Пологие ярко-зеленые склоны составляли главный фон картины; на переднем плане раскинулись заросли высоких стройных тополей и ракитника вдоль берега речки, извивающейся по лугу темно-синей лентой в мягком вечернем свете; немного далее, на вершине пригорка, возвышался форт Макензи, и над ним развевался большой звездно-полосатый флаг Соединенных Штатов, позолоченный последними лучами заходящего солнца. С одной стороны форта селение индейцев, а с другой — табуны лошадей, пасшихся на свободе, придавали жизнь и движение этому мирному и одновременно величественному зрелищу.
Пирога все больше и больше приближалась к берегу; наконец она тихо врезалась в прибрежный песок под самыми пушками форта.
Личность, которая сидела в пироге, одним прыжком очутилась на берегу.
Теперь в ней легко было узнать женщину.
Это была Степная Волчица, как называли ее индейцы, — то загадочное существо, которое уже два раза появлялось в нашем рассказе.

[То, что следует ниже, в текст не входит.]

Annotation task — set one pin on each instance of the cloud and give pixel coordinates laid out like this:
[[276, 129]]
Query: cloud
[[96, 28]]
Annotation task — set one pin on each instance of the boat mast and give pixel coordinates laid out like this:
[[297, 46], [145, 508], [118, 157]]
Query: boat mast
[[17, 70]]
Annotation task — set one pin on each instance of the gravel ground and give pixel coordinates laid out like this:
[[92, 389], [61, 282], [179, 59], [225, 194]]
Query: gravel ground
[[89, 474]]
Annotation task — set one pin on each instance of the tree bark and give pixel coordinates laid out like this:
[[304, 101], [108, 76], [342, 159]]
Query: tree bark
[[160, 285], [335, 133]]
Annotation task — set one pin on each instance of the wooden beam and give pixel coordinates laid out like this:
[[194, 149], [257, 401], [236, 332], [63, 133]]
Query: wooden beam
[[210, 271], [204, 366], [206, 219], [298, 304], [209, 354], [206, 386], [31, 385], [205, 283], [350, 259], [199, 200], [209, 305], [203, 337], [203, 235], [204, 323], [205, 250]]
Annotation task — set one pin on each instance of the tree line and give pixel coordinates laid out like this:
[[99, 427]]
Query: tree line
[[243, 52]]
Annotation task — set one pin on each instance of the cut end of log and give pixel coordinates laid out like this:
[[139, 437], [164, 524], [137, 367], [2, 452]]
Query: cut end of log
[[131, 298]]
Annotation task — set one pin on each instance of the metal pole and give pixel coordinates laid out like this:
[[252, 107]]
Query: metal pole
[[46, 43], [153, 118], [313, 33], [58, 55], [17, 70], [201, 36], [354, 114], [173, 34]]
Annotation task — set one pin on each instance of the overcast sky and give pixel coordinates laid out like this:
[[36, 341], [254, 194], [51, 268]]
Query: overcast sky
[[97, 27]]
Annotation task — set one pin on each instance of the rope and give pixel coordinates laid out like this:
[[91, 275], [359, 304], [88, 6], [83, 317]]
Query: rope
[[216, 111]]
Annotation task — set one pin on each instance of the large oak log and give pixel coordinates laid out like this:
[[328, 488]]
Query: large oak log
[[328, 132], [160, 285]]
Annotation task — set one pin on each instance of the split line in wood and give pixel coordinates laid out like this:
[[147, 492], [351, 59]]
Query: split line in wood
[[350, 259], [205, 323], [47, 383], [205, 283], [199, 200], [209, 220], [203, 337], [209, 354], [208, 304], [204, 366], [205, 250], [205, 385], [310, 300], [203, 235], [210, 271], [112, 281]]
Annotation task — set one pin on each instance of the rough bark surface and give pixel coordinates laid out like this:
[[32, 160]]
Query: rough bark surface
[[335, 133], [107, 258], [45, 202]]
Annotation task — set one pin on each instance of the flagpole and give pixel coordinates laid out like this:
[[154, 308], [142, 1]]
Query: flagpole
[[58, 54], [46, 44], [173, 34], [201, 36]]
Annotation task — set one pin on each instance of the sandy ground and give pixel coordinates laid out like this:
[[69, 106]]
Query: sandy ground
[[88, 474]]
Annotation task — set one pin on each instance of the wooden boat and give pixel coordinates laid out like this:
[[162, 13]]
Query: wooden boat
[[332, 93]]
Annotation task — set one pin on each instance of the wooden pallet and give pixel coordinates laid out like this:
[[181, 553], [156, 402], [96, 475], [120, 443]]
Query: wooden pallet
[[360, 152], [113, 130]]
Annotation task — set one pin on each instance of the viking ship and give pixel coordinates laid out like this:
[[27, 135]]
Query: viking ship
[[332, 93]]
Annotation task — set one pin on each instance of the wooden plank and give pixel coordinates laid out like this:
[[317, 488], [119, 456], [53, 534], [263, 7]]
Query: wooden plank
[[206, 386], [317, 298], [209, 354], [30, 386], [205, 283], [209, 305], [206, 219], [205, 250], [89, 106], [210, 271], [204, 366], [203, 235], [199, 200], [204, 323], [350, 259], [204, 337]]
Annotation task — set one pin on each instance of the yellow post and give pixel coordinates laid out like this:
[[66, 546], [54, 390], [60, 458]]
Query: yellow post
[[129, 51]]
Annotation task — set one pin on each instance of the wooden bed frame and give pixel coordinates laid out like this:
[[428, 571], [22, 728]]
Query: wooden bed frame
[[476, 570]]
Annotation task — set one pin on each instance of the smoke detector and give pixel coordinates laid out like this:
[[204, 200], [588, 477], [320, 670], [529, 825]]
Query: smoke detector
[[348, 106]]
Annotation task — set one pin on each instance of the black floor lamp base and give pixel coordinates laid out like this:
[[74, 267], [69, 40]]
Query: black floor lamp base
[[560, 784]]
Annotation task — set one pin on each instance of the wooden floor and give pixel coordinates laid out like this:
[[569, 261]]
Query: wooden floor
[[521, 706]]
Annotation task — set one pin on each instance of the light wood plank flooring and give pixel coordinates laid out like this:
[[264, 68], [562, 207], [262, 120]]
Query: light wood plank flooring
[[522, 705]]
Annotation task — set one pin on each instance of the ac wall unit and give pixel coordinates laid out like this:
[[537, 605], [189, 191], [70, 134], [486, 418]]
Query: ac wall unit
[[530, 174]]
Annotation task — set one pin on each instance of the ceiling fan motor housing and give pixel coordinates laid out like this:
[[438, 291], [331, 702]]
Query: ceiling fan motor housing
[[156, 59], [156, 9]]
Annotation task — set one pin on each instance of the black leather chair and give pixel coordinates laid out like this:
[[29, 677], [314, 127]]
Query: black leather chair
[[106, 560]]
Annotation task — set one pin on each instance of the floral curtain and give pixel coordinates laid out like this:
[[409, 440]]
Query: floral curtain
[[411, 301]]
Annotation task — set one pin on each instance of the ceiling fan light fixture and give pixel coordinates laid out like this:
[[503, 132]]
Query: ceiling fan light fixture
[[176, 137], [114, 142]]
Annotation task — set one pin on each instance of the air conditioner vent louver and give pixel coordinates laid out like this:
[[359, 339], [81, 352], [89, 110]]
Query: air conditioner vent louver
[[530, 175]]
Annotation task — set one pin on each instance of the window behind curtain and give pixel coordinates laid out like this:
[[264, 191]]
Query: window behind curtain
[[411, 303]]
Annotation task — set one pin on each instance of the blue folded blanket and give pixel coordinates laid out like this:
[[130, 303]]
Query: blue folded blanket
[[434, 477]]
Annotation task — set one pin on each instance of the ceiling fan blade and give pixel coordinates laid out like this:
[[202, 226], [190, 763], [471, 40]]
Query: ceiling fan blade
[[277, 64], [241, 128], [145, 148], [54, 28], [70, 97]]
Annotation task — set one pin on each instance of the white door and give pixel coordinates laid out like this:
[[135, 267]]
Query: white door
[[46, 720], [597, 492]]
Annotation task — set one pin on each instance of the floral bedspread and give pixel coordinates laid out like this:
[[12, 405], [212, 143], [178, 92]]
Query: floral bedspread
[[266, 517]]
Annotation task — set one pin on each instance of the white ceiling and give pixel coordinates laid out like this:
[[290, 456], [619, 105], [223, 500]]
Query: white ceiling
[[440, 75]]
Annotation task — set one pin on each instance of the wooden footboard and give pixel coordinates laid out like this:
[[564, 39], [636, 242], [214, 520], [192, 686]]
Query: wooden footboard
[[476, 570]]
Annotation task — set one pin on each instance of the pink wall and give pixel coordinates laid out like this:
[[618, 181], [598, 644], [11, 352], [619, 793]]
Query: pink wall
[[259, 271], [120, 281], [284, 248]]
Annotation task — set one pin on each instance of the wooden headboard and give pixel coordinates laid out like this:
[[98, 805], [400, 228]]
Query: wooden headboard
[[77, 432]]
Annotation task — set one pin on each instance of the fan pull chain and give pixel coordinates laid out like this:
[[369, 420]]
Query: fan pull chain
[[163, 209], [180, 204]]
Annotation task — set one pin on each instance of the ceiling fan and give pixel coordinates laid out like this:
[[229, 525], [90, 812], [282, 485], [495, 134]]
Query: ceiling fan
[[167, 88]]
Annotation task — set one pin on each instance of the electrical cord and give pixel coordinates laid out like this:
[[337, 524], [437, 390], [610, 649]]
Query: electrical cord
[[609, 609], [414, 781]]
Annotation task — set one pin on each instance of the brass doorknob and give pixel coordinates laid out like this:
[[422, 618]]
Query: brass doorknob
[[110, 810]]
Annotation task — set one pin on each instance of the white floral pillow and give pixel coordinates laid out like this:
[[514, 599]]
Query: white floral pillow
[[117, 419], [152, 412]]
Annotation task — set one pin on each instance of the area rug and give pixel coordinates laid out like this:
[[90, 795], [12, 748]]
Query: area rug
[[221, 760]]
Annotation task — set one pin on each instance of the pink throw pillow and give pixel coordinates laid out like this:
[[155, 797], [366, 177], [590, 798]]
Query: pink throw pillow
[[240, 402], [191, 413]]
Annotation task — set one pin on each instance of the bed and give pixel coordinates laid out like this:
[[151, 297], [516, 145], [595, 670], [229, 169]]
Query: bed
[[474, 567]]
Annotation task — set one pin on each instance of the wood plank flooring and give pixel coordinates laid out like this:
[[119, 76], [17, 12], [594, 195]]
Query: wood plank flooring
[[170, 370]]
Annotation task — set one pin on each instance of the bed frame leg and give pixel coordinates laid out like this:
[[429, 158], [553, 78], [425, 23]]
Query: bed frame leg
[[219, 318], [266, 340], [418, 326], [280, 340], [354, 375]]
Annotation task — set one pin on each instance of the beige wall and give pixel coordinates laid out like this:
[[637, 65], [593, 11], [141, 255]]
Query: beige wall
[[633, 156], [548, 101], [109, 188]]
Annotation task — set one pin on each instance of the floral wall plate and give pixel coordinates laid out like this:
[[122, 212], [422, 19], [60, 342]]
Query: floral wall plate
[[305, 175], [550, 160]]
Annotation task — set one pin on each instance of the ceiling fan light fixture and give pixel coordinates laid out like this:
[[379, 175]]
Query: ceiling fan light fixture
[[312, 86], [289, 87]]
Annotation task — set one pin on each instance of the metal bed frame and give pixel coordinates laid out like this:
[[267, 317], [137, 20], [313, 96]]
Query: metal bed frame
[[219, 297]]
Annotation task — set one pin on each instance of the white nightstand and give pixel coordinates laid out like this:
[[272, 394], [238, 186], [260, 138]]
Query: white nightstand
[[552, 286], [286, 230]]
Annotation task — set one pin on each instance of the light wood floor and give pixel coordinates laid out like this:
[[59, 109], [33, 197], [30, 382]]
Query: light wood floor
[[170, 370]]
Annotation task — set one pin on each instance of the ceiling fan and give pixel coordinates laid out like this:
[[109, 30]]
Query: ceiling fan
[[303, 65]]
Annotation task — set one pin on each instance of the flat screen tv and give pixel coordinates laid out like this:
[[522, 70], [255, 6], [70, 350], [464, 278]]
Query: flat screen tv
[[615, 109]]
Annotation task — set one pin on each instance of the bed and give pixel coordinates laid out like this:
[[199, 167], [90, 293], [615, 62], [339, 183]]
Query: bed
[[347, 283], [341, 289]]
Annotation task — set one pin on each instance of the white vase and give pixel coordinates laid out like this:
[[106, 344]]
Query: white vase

Женщина несколько изменила свой костюм; хотя он и теперь походил на одежду индейцев, так как состоял из сшитых вместе лосиных и бизоновых шкур, однако значительно отличался покроем, и если с первого взгляда было трудно определить пол личности, которая носила его, то нельзя было не заметить, что она принадлежит к белой расе — по простоте, опрятности и, главное, по ширине одежды, образовывавшей глубокие складки, в которые тщательно драпировалось странное существо, скрывавшееся под этим нарядом.
Выпрыгнув из пироги, Волчица крепко привязала ее к большому камню и, не обращая на нее больше внимания, большими шагами направилась к форту.
Было около шести часов вечера, меновая торговля с индейцами уже кончилась, краснокожие со смехом и песнями направлялись к своим бизоновым палаткам, между тем как наемники компании, собрав лошадей, неторопливо гнали их обратно в форт.
Солнце заходило за снежные вершины Скалистых гор и заливало небо багряными отблесками. По мере угасания дневного светила на земле сгущался мрак.
Песни индейцев, крики наемников, ржание лошадей и лай собак составляли странный хор, который навевал на сердце тихую грусть в этих дальних краях, перед лицом величественной природы, где во всем, в каждой мелочи незримо присутствовал перст Божий.
Волчица приблизилась к воротам форта в ту минуту, когда через них проходил последний наемник, гоня перед собой отставших от табуна лошадей.
На пограничных постах, где требуется постоянная бдительность, чтобы предупредить возможную измену, часовые с исключительной обязанностью обозревать безмолвные и пустынные равнины, расстилающиеся вокруг крепости на сколько хватает глаз, стоят день и ночь и неусыпно караулят, устремив глаза вдаль, готовые поднять тревогу при малейшем необычном движении людей или животных в этих бескрайних прериях.
Уже больше шести часов назад часовые заметили пирогу Волчицы; каждый ее шаг не остался незамеченным. Когда, привязав свою пирогу, Волчица подошла к воротам форта, она нашла их запертыми на запор — не потому, что лично внушала опасения гарнизону, но потому, что было строго запрещено без уважительного повода впускать кого-либо после захода солнца.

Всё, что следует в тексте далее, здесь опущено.